After completing the analysis, the consultant builds the role.

The role creation process includes:

Creating a new role
Adding the custom transaction to the role menu
Generating authorization proposals from SU24
Maintaining required authorization values

During this step, the consultant carefully reviews the authorization objects.

Unnecessary objects should be removed to ensure that users only receive required access.

---

Step 9 Test the Role With Functional Consultants

Testing is an essential step before deploying the role.

The functional consultant executes the transaction using a test user while the security consultant monitors authorization behavior.

Testing verifies that:

Users can perform required activities
No authorization errors occur
No excessive access is granted

If authorization failures appear, the consultant reviews trace results and updates role values accordingly.

---

Step 10 Transport the Role Across the System Landscape

Once testing is completed, the role must be transported through the system landscape.

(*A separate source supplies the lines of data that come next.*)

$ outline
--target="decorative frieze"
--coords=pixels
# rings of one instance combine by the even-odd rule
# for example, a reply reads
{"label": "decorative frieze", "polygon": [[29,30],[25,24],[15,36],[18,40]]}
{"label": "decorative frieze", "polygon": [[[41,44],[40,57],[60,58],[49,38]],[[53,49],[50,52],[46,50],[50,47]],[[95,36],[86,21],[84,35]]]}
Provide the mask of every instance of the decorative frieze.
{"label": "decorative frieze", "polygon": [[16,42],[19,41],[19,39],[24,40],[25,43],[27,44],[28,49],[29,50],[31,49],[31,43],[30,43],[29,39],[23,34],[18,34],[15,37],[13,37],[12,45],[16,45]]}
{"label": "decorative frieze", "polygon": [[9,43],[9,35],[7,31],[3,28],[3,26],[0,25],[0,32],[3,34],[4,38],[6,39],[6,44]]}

Typical landscape flow includes:

Development system
Quality system
Production system

Roles should be tested again in the quality environment before production deployment.

Transport documentation should clearly describe the purpose of the role.

---

Step 11 Maintain Documentation for Audit

Documentation is extremely important for compliance and audits.

Security teams should document:

Business purpose of the role
Transactions included in the role
Authorization objects maintained
Role owner details

Auditors frequently request this information during security assessments.

Proper documentation helps demonstrate strong access governance.

---

Key Checks Every SAP Security Consultant Performs

When a custom transaction is introduced, security consultants should always perform these checks:

Understand business requirement
Verify transaction details in SE93
Identify underlying program
Discuss authorization checks with developers
Perform authorization tracing
Maintain SU24 authorization proposals
Identify sensitive activities
Perform segregation of duties analysis
Build roles using least privilege principle
Test roles with functional teams
Transport roles through system landscape
Maintain role documentation

Following these steps ensures that custom transactions are implemented securely and efficiently.

---

Final Thoughts

Custom transactions are common in SAP systems and play an important role in supporting business processes. However, they also introduce additional security considerations.

SAP security consultants must carefully analyze authorization requirements, collaborate with functional and development teams, and perform proper testing before granting access.

By using tools such as SE93, authorization tracing, SU24 maintenance, and role design in PFCG, consultants can ensure that custom transactions operate securely while maintaining strong governance and compliance within the SAP landscape.